CommScope is a US$10 billion company headquartered in North Carolina and has a huge presence in providing passive infrastructure for both wireless and fixed line telcos. Phil Sorsky is in no doubt that the 5G starting gun has been fired and the race to dominate global markets is underway. However, as he points out, currently the implementation of 5G is relatively subdued and slow, basically because a clear-cut use case for 5G has yet to emerge from all the noise, the smoke and the mirrors.
 
One of the initial drivers for 5G is the relief of traffic congestion in metropolitan centres and, in due course, when 5G handsets become ubiquitously available, the deployment of 5G infrastructure will accelerate, "whether the operators like it or not" (as Phil Sorsky puts it) and therefore they will be compelled to continue to roll-out 5G by a combination of marketing pressures and fears that their competitors will throw more money at the technology, and perhaps take a financial hit in the short term to ensure that they will be in the right place at the right time when the real users benefits and telco rewards are realised over the next four or five years.
 
Phil Sorsky believes that most CSPs are in some sort of a state of readiness for 5G, not least because the wireless capability of 5G still requires the benefits that come from also having a fibre footprint.
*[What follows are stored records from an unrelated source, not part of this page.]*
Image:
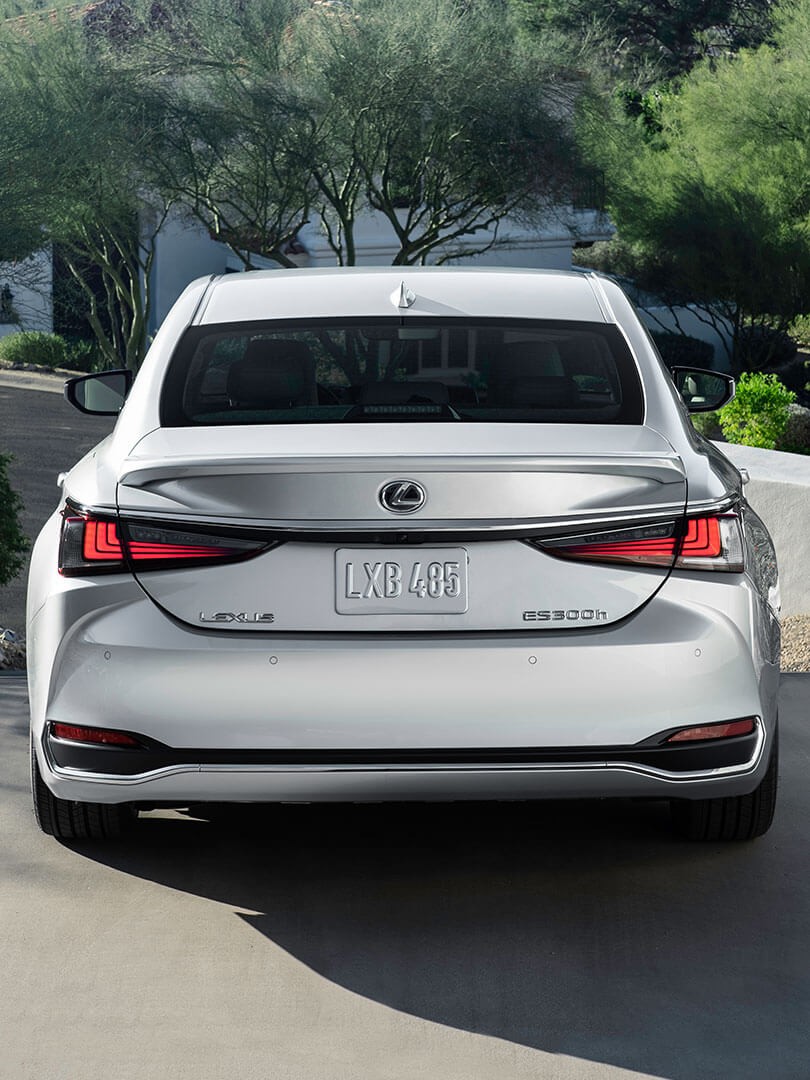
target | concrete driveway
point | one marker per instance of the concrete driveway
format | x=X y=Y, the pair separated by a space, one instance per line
x=450 y=943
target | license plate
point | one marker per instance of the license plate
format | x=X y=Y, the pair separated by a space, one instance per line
x=401 y=581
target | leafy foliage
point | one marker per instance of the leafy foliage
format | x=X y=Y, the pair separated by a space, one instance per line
x=652 y=40
x=13 y=541
x=76 y=121
x=680 y=349
x=436 y=115
x=758 y=415
x=713 y=199
x=34 y=347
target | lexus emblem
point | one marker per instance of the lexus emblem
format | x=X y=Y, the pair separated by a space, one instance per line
x=403 y=497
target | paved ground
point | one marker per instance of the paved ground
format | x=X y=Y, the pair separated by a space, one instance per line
x=367 y=943
x=46 y=436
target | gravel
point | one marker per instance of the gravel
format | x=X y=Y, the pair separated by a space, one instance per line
x=796 y=643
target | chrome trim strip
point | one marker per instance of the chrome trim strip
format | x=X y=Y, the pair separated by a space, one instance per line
x=675 y=779
x=629 y=515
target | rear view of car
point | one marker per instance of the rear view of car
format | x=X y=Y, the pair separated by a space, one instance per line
x=403 y=535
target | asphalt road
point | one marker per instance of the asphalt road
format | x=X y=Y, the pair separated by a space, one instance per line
x=394 y=943
x=46 y=436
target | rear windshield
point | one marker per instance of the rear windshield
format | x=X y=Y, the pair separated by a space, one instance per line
x=400 y=369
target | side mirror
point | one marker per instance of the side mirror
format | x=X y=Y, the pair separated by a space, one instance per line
x=703 y=391
x=102 y=394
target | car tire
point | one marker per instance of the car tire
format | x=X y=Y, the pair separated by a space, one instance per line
x=76 y=821
x=736 y=818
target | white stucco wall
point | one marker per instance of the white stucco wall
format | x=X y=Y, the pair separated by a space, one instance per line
x=780 y=493
x=30 y=282
x=185 y=251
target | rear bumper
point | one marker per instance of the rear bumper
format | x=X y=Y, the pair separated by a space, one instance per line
x=271 y=717
x=314 y=783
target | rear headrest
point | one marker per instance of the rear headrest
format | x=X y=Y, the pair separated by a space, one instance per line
x=550 y=391
x=401 y=393
x=273 y=374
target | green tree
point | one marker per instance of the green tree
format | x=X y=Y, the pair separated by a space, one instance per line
x=13 y=542
x=435 y=115
x=78 y=126
x=651 y=40
x=713 y=199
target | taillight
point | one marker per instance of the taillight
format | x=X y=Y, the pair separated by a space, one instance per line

The simple fact of the matter is that without fibre there is no 5G and although it now undoubtedly is a 'wireless world' that world actually still needs wires to function. The evidence is that all operators, be they combined fixed/wireless companies or wireless only, are beefing-up their backbone networks to enable them to handle the immense data flows that 5G will generate - especially when video is taken into account.
 
Phil Sorsky points out that one of the main obstacles to the roll-out of 5G is the cost of antennas in general and active antennas in particular. CommScope has a powerful story to tell in this regard. Generally speaking OEMs are keen to push the benefits of CSPs going down the active antenna route and active antennas do have an important role to play in 5G but they are expensive, heavy, cumbersome and difficult to put in place and maintain and consume a lot of power.
 
Active antenna technology is particularly appropriate to deploy outside, in the open air, in very busy city centre locations but passive antennas can do the job just as well in urban areas that are not quite so busy and can permit 5G performance at a fraction of the cost of active antennas - and that's where CommScope comes in.
 
It should also be borne in mind that most data traffic is generated indoors and CommScope has solutions available that are both single- and multi-operator-enabled permitting many operators simultaneously to be connected into the same internal footprint but at a vast reduction on the cost of traditional distributed antenna systems.